International curriculum, international staff and international students perhaps might be an initial base upon which a school can address large and international questions to shape itself and educate the minds of the children. However, is this sufficient? Are not the emergent educational processes, which make the staff and students sensitive, sensible and responsible, are more important? Can an international educational outlook emerge from a remotely located school without adequate facilities and without having an international curriculum? Prima facie, this does not seem possible if we consider the form important, but very much possible if we are looking at the content and attitude. Asking a simpler question makes it easy. Can an international cricketer be born in a remote place without adequate coaching facilities? Yes, it has happened.

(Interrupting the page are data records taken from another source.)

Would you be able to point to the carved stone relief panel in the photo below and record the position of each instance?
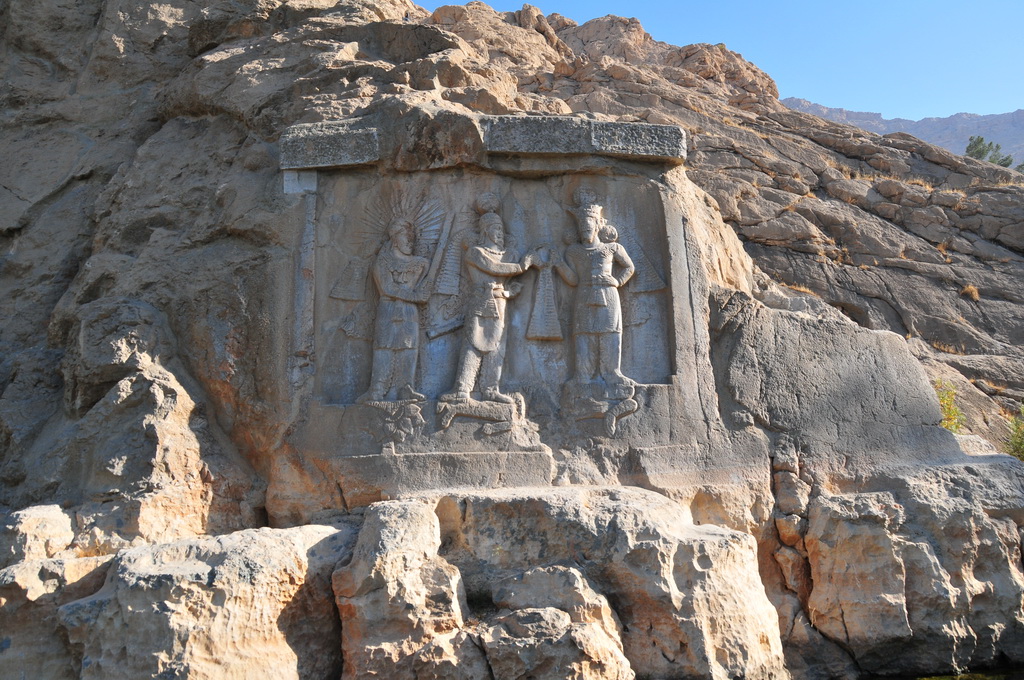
(471, 311)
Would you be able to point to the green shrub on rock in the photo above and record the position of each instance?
(952, 417)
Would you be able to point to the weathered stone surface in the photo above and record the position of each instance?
(35, 533)
(668, 577)
(261, 598)
(166, 313)
(396, 595)
(32, 643)
(542, 135)
(329, 145)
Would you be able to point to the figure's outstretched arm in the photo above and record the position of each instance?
(387, 286)
(565, 271)
(493, 264)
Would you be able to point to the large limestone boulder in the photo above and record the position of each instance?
(148, 374)
(251, 604)
(437, 582)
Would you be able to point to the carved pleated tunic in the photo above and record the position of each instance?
(485, 317)
(397, 324)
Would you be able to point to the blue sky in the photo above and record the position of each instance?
(903, 58)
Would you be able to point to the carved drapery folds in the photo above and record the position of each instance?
(509, 307)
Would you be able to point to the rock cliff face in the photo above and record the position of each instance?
(793, 507)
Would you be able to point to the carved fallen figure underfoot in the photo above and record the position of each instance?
(421, 258)
(482, 353)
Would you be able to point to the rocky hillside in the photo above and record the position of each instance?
(146, 250)
(951, 132)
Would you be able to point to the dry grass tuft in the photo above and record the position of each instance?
(971, 292)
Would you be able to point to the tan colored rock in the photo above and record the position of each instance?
(251, 604)
(544, 643)
(32, 644)
(34, 534)
(588, 645)
(670, 579)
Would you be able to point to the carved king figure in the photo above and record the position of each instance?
(596, 269)
(397, 274)
(488, 291)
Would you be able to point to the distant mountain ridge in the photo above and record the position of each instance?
(951, 132)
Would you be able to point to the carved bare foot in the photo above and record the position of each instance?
(370, 395)
(616, 378)
(492, 394)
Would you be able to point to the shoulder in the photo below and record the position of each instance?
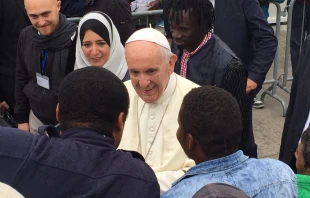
(16, 143)
(271, 170)
(274, 178)
(223, 47)
(184, 83)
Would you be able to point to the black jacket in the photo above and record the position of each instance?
(81, 163)
(13, 19)
(299, 106)
(73, 8)
(242, 26)
(215, 64)
(120, 13)
(28, 94)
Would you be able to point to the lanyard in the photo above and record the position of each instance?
(44, 54)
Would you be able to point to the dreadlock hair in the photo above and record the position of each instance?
(92, 97)
(212, 116)
(202, 10)
(305, 140)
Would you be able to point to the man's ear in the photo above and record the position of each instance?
(57, 113)
(118, 128)
(191, 142)
(173, 59)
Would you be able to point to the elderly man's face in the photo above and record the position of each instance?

It seems important to ask the right questions with or without impressive and imposing infrastructure, international curriculum, international staff or international students. If the right global questions are the fountainhead of the educational intent and processes of a school, an internationally oriented educational centre can emerge. The educational approach and processes will emerge from these questions and the school will be much more than its people, students, curriculum and processes. When concern for the world at large influences, energizes and shapes a school, as it does in our case, the staff and children become mindful, thoughtful, sensitive and sensible. They do not lose sight of the larger questions of life and society in the quest for learning and understanding the subjects or participating in activities. They realize over a period that we are an inescapable and integral part of a much larger and more beautiful world. To preserve this global beauty we need to partake of the challenges faced by the world community. Is this not one of the facets of what an international school is supposed to bear in mind at all times? |
It is clear that a school can be international in its content and fabric if and only if a few people share questions of the global kind and remain large and gracious in their relationship with other peoples of the world. We need simplicity and reverential outlook from each of us towards all others, around us, for us to be international and global. Can each of us be so simple as to have lost most of our identity because it is strong identities, which prevent internationalism? If we consider such an outlook of internationalism, it is more easily possible for children to be educated with the right understanding of matters and a wide outlook.
As an educator in a school, I have experienced many simple situations, which held immense potential for children to develop oneness with others and be with people of different kinds with understanding and respect. This quality is clearly beyond the boundaries of nations or peoples and is true internationalism. Sharing a few instances might help.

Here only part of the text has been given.